Poor thing is gathering dust waiting for me to find time

Domrockt · April 12, 2024, 2:56pm

i have around eval rate: 6.21 tokens/s with my RTX a4500 with an wizard-vicuna-uncensored:30b Model running on Unraid. Is that good or not? i mean it feels runnable.

wendell · April 12, 2024, 3:24pm

that’s around the speed you get on cpu only/7900 +/-

Domrockt · April 12, 2024, 4:03pm

hm ok i tested with llama2:13b-chat-q6_K --verbose that went fully into VRam and i have about 34.38 tokens/s, so the bigger the model and it swapps to my DDR4 the more it uses CPU, i see.

iam downloading some 30b in the sub 20GB range and test them.

alpha754293 · April 14, 2024, 6:23am

It looks like that for me, with only a RTX A2000 6 GB to play with, that’s nowhere CLOSE to having enough VRAM/powerful enough to be able to play with the 70b model.

Bummer.

edit
In the latest video, @wendell mentioned about using a WebUI for Automatic 1111 (GitHub - AbdBarho/stable-diffusion-webui-docker: Easy Docker setup for Stable Diffusion with user-friendly UI)

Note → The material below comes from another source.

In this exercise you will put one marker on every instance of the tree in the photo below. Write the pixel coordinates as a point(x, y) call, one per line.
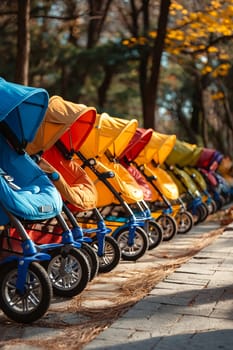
point(23, 42)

but the error message that I am getting is:

ubuntu@nvidia-ai:~/stable-diffusion-webui-docker$ sudo docker compose --profile download up --build
[sudo] password for ubuntu:
WARN[0000] /home/ubuntu/stable-diffusion-webui-docker/docker-compose.yml: `version` is obsolete
[+] Building 0.8s (6/8)                                                                                            docker:default
 => [download internal] load build definition from Dockerfile                                                                0.0s
[+] Building 0.8s (6/8)                                                                                            docker:default
 => [download internal] load build definition from Dockerfile                                                                0.0s
 => => transferring dockerfile: 185B                                                                                         0.0s
 => [download internal] load metadata for docker.io/library/bash:alpine3.19                                                  0.4s
 => [download internal] load .dockerignore                                                                                   0.0s
 => => transferring context: 2B                                                                                              0.0s
 => CACHED [download 1/4] FROM docker.io/library/bash:alpine3.19@sha256:5353512b79d2963e92a2b97d9cb52df72d32f94661aa825fcfa  0.0s
 => [download internal] load build context                                                                                   0.0s
 => => transferring context: 128B                                                                                            0.0s
 => ERROR [download 2/4] RUN apk update && apk add parallel aria2                                                            0.4s
------
 > [download 2/4] RUN apk update && apk add parallel aria2:
0.248 runc run failed: unable to start container process: error during container init: unable to apply apparmor profile: apparmor failed to apply profile: write /proc/self/attr/apparmor/exec: no such file or directory
------
failed to solve: process "/bin/sh -c apk update && apk add parallel aria2" did not complete successfully: exit code: 1

Apparmor, in my Ubuntu 22.04 LTS privileged LXC container is already set to unconfined in my <<CTID>>.conf in Proxmox 7.4-17.

My RTX A2000 6 GB has been successfully passed through to the LXC container and I’ve also got the Nvidia Container Toolkit installed successfully and the sample workload of running nvidia-smi also ran successfully as well.

Cakepans · April 15, 2024, 8:01pm

I used LM Studio and just picked the model that had the most parameters that my GPU was capable of running.

I have a 9700TX 20GB other than hanging sometimes at the start its quick.

it glitches out pretty bad sometimes and just starts putting out trash but otherwise its for sure chatting away.